Hay pocas cosas tan salmantinas como candar la puerta, soñarse algo, ir a los coches chocones o celebrar el LUnes de Aguas. Por eso hoy desde este periódico que también es nuestra casa charra desde hace ya algunos años, compartimos una deliciosa receta de hornazo casero para celebrar este día y cuidarnos con un buen rato en la cocina, ¡allá va!

– 500 gramos de harina

– 1 huevo

– 100 ml de agua templada

– 50 ml de vino blanco

– 30 ml de aceite de oliva

– 15 g de levadura

– 2 filetes de lomo adobados

– unas rajas de chorizo

– y dos huevos cocidos

El hornazo es un producto típicamente salmantino y se come el Lunes de Aguas, el primer lunes después de la Semana Santa, una fiesta que nos inventamos aquí los charros. Es una delicatessen para valientes porque no cae bien en todos los estómagos. Pensad, así en resumen, que es un pan relleno con chorizo y carne, al menos. Delicioso pero nada ligero.

Primero pones en un bol los 500 g de harina y le haces un hueco en el medio donde dejas caer el agua, el aceite, el vino, la levadura, un poquito de pimentón y un huevo y amasas y amasas y amasas y como no tienes prisa pues te tomas tu tiempo, luego la dejas reposar cubierta con un trapo húmedo en el frigorífico durante una hora, al menos.

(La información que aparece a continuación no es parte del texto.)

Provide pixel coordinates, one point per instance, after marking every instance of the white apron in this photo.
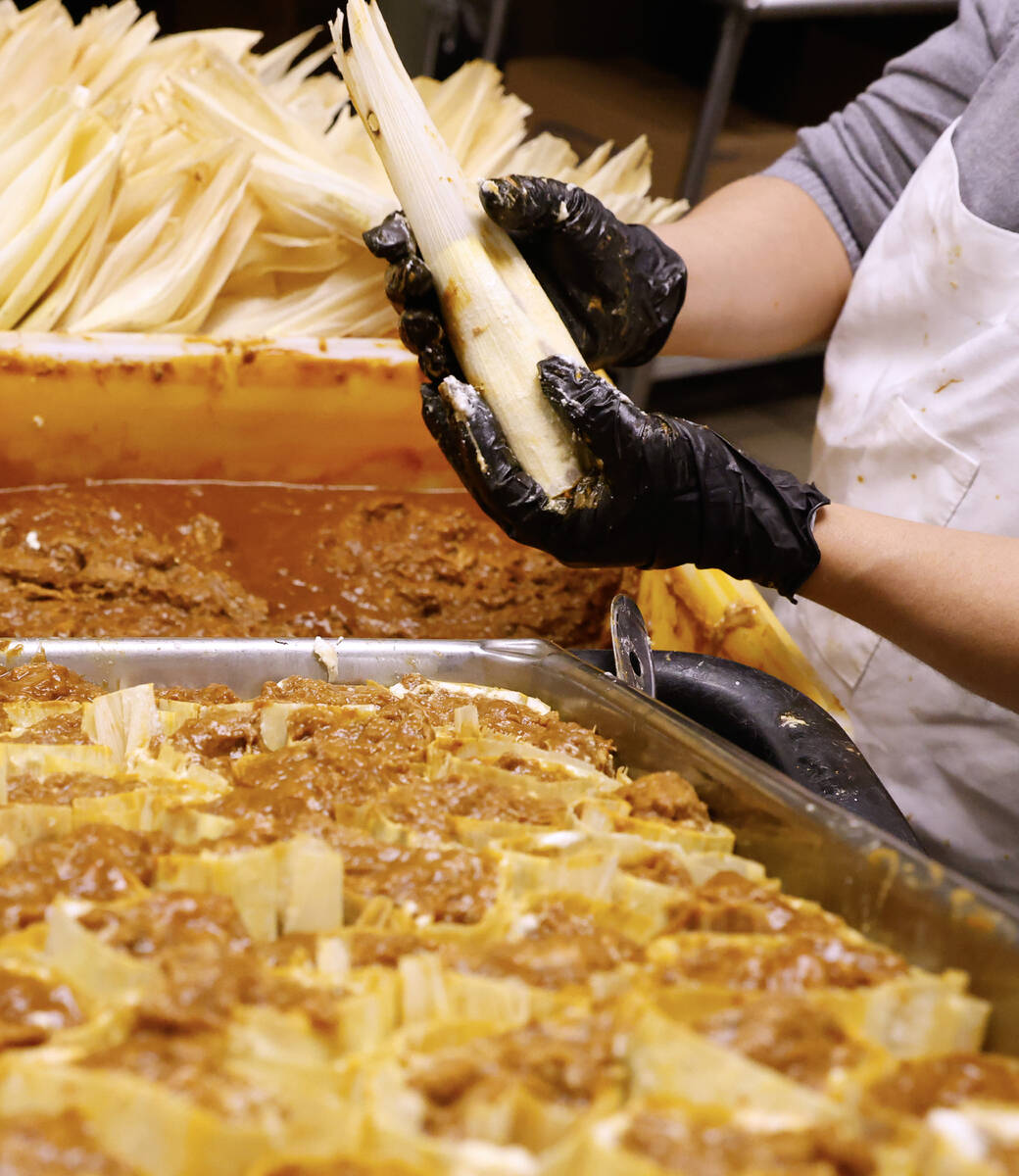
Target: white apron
(919, 418)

Y luego ya después de dejarla reposar puedes comenzar con el relleno. Divide la masa en dos partes. La de abajo un poco más gruesa y rectangular, la extiendes sobre papel de horno y va dejando caer rajas de chorizo para hacer una primera base, luego lomo adobado que previamente has pasado por la sartén y por último ( y aquí viene lo bueno) le pones el huevo cocido porque el huevo cocido ha sido de toda la vida lo mejor del hornazo pero cuando lo comprabas en la tienda pues estaba prohibido que tuviera huevos pero si lo haces en casa pues todos a echarle huevo al hornazo, que para eso es casero y cada uno en su casa hace lo que quiere. 
 

Total, que cuando tienes tus tres capas de relleno lo cierras con la otra parte de masa a la que previamente le has quitado un cacho (ahora te explico). Candas bien para que no se escape el relleno y con el cacho que le has quitado le haces la rejilla decorativa que va siempre por encima de todos los hornazos y ya si te sobra le pones tú inicial así en plan fino que queda preciosa.

Luego lo pintas con huevo. Necesitas una brocha pero ¿quien no tiene una brocha en casa? Venga… y ya lo metes en el horno a buena velocidad y lo vigilas, no te pongo tiempo porque total tampoco tienes mucho más que hacer así que te puedes quedar tranquilamente media hora enfrente del horno. Si ves que se quema por arriba lo tapas con papel albal y sigues mirando un rato. Hasta que sepas que está listo.

Y entonces llega el momento mágico en el que después de esperar a que no queme le hincas el diente y sientes que te estás comiendo un poquito del Puente Romano, del Monte de La Orbada y de todos los rincones bonitos y charros a la vez. Sabe a gloria, ese primer bocado. A disfrutarlo, amigos de Salamanca.